Electronic privateering, anyone? It's an idea whose time may have come.

A KINGDOM DIVIDED AGAINST ITSELF CANNOT STAND - so a few little shoves in the direction of internal mistrust may produce a great harvest of confusion and mutually fatal paranoia among the various cells of the jihadists. It's been known to happen before.

http://www.strategypage.com/htmw/htlead/articles/20070920.aspx Al Qaeda's Secret War With Itself September 20, 2007: Recent reports about Ayman al Zawahiri taking control of al Qaeda from Osama bin Laden, missed some important points. The obvious one is that bin Laden was never more than a charismatic figurehead and source of funds for the movement, while al Zawahiri has been running the show all along.

More important to the debate about the future of the war against al Qaeda is that, as the organization suffers public defeats, with no off-setting impressive wins, there's a good chance that very real internal rifts will arise. Although difficult to monitor and measure, this is an important "front" in the war against al Qaeda and the Taliban.

There's a solid history of radical ideological terrorist groups falling apart through internal upheaval, following reverses "in the field." Three decades ago, the Japanese Red Army Faction (JRAF) literally destroyed itself in a massive internal convulsion that was sparked by a series of major defeats. The reverses led to a round of "soul searching/witch hunting" to insure ideological purity; after all, "We know we're acting at the cutting edge of history. We cannot lose.
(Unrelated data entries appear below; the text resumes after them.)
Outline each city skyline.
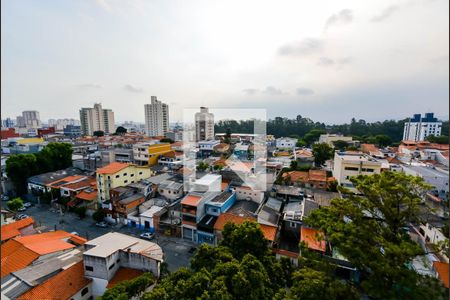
[1,0,448,123]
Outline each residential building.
[319,134,353,147]
[80,103,116,135]
[83,232,163,297]
[333,151,381,192]
[403,113,442,141]
[275,137,297,149]
[195,107,214,142]
[144,96,169,136]
[0,217,36,243]
[97,162,152,203]
[282,170,335,190]
[22,110,41,129]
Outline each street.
[11,205,195,271]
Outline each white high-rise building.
[22,110,41,129]
[403,113,442,142]
[195,107,214,142]
[144,96,169,136]
[80,103,116,135]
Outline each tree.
[92,209,106,222]
[93,130,105,137]
[160,138,174,144]
[313,143,333,166]
[6,198,23,212]
[305,172,442,299]
[333,140,348,151]
[116,126,127,135]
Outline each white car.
[139,232,155,240]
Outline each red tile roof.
[181,195,202,206]
[97,162,130,174]
[106,267,144,289]
[433,261,449,288]
[1,217,34,242]
[17,261,92,300]
[300,226,326,252]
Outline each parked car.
[95,222,108,228]
[17,214,28,220]
[139,232,155,240]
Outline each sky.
[1,0,449,123]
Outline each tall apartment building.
[80,103,116,135]
[17,110,41,129]
[195,107,214,142]
[403,113,442,141]
[144,96,169,136]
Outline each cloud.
[123,84,144,93]
[242,86,288,96]
[317,56,334,66]
[325,9,353,29]
[263,86,287,96]
[278,38,324,56]
[297,88,314,96]
[370,5,400,22]
[78,83,103,89]
[95,0,111,11]
[242,89,259,95]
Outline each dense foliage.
[306,172,443,299]
[215,115,448,143]
[6,142,73,195]
[97,273,155,300]
[144,222,357,300]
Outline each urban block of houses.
[97,162,152,203]
[83,232,163,297]
[0,217,36,243]
[333,151,381,192]
[282,170,336,190]
[275,137,297,150]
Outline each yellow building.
[148,143,172,166]
[97,162,152,203]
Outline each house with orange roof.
[0,217,36,243]
[96,162,152,203]
[282,169,335,190]
[1,230,86,278]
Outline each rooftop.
[1,217,34,242]
[17,261,92,299]
[97,162,130,174]
[84,232,163,261]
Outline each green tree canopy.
[313,143,333,166]
[306,172,442,299]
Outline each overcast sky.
[1,0,449,123]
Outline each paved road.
[15,205,195,271]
So if we have been suffering defeats in the glorious struggle, it means that either we've drifted into ideological impurity or we're being betrayed. We must take corrective action." The group began an ideological "purification" that led to such extremes as debating whether it was ideologically more correct to kill policemen with bullets or with bombs. This may sound silly, but it was often fatal for the losers. And ultimately it doomed the movement.

There have been hints that defeat in the field has caused strains in both al Qaeda and the Taliban. It's generally believed that al Zarqawi, late head of al Qaeda in Iraq, ran afoul of the inner circle because he initiated violent attacks on Shia and even Sunni civilians. He died under curious circumstances, suggesting Coalition forces had been tipped off. In true revolutionary fashion (or maybe gangland style), al Zawahiri, who probably ordered al Zarqawi fingered, sang the dead man's praises. There have been a number of other deaths among al Qaeda and Taliban leaders over the past year or so that hint at internal rifts. There is a need to keep very careful tabs on the relationships and status of al Qaeda's principal field commanders and known leaders, in order to be able to monitor the internal strength of the organization. This sort of information is kept from the press, lest the enemy get an idea of how they are being observed, and take measures to hide themselves better. The need for secrecy means that intelligence victories must also be kept secret, for revealing these achievements turns them into defeats. But something is going on.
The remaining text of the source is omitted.